Saturday 17 December 2016

Mistletoe

At this time of the year Mistletoe, Viscum album, tends to be the subject of magazine articles, with much discussion of its ritual significance and so on. (A pupil of mine once assured me that Christ, at his birth, received presents of gold, frankincense and mistletoe.) But it is worth considering from a purely botanical angle as it is, rather obviously, a curious plant, but also a very interesting one. It has at various times been placed in the Loranthaceae family and the Viscaceae family, but it is now generally agreed that is related to the sandalwoods in the Santalaceae family.
Mistletoe in apple trees: drawing by Christine Hart-Davies


The distinguished taxonomist, John Hutchinson, in his two-volume work 'British Wild Flowers' (1955 edition) described it as 'truly parasitic' but, fifty years later, few botanists would accept this. Admittedly it could not survive without its host tree which, in Britain is usually apple, hawthorn, lime or poplar (recently I travelled by TGV down to Auxerre in France and, from the train window saw huge quantities on poplar) but it is perfectly able to perform photosynthesis via its pale yellow-green leaves and all it takes from the host is water plus a few minerals. It is surely best described as a hemi-parasite.


In Britain it has three centres of distribution with smaller concentrations elsewhere. By some distance the British heartland of this species is the Herefordshire/Gloucestershire/Shropshire area and yet, not far away, in for example Monmouthshire, North Devon and Wiltshire, it is quite rare and I know of no obvious explanation for this. There are secondary centres of distribution in Surrey and Somerset.

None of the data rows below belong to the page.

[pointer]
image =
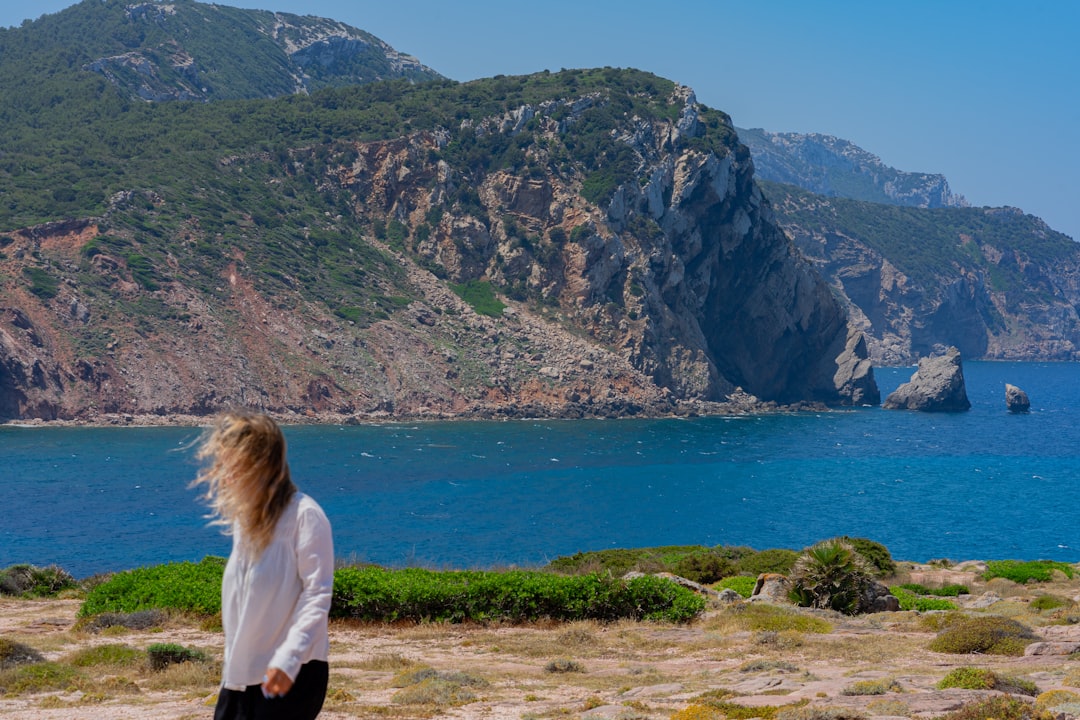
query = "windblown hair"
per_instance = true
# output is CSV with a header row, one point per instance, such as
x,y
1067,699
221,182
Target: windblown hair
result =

Mistletoe is dioecious, that is, the plants are either male or female, and on the face of it this is a considerable disadvantage as a single seed, deposited on a tree by, perhaps, a thrush, would be isolated. However a single seed is poly-embryonic, that is, it can produce several seedlings and it appears that these may be a mixture of male and female plants. Incidentally the Mistle Thrush may indeed be a frequent distributor of the seeds and it is significant that this bird's Latin name is Turdus viscivorus, which may be translated as 'the mistletoe-eating turd thrush'. However, a seed I 'sowed' on an apple tree in Byfield produced only a male plant, with no sign of siblings. (Incidentally this is ideally done in about March.) In Northamptonshire it is a rarity but a good place to see the species is at Kingsthorpe Recreation Ground, in Northampton, where hybrid limes, Tilia x europaea, once carried somewhere in the order of a hundred plants although a recent check suggested a number have disappeared. Elsewhere in Northampton I have noted it on False Acacia, Robinia pseudoacacia, trees in the Weston Favell area of the town. Although rare in Northamptonshire John Clare seems to have been familiar with it, writing:
                                   And on old thorns the long-leaved miseltoe
                                   Regains fresh beauty as the parent dies!
                                                                               Shepherds Calendar, 1827
It will grow on native oaks but there it is extremely rare and Keith Spooner, writing in the journal Cecidology, vol 31, 2, could only find about five examples still extant. A small number of records in Britain are known from red oaks but these are North American species introduced into parks and so on.
Pliny the Elder recorded that mistletoe berries in a drink would make a barren animal fertile and this idea may be associated with a belief in ancient Greece that mistletoe functioned as the genitals of the oak. Of course, lopping it off with a sickle was regarded as ritual emasculation. This association with fertility is the original idea behind 'a kiss under the mistletoe'. My old copy of 'Potter's Cyclopaedia of Botanical Drugs and Preparations' describes it as 'a tonic'; I suspect that this is a euphemism for aphrodisiac!
I am getting away from my intention, expressed in the opening paragraph, of sticking to the botanical interest of mistletoe. The genus Viscum consists of 80-100 species found worldwide with the exception of the Americas, but even there it has been introduced to California, where it has spread steadily, and to Vancouver Island. As a parasite - albeit in only a limited way - it may not be welcomed everywhere.
The habit of Mistletoe is distinctive for it forms unmistakeable, almost spherical bunches, making a plant easy to spot and rather different from the witches' broom growths often seen on birch.
The rather drooping shape of Witches' Brooms on birch.
Daventry, 13 December, 2016
The shape of a mistletoe clump is due to its dichotomous growth. Each year every branch simply forks, producing two leaves on each new extension. As this generally happens every year it is possible, by counting the number of times a branch has forked, to roughly establish the age of the plant.

Mistletoe on Hybrid Lime, Kingsthorpe Recreation Ground, Northampton.
17 December, 2016. Note the more spherical shape of the clump.
Clumps can exceed four feet in diameter and I have certainly seen some with this sort of dimension on the continent, but British examples tend to be smaller. I continue to be on the lookout, as winter is the optimum time to survey your neighbourhood for this remarkable plant.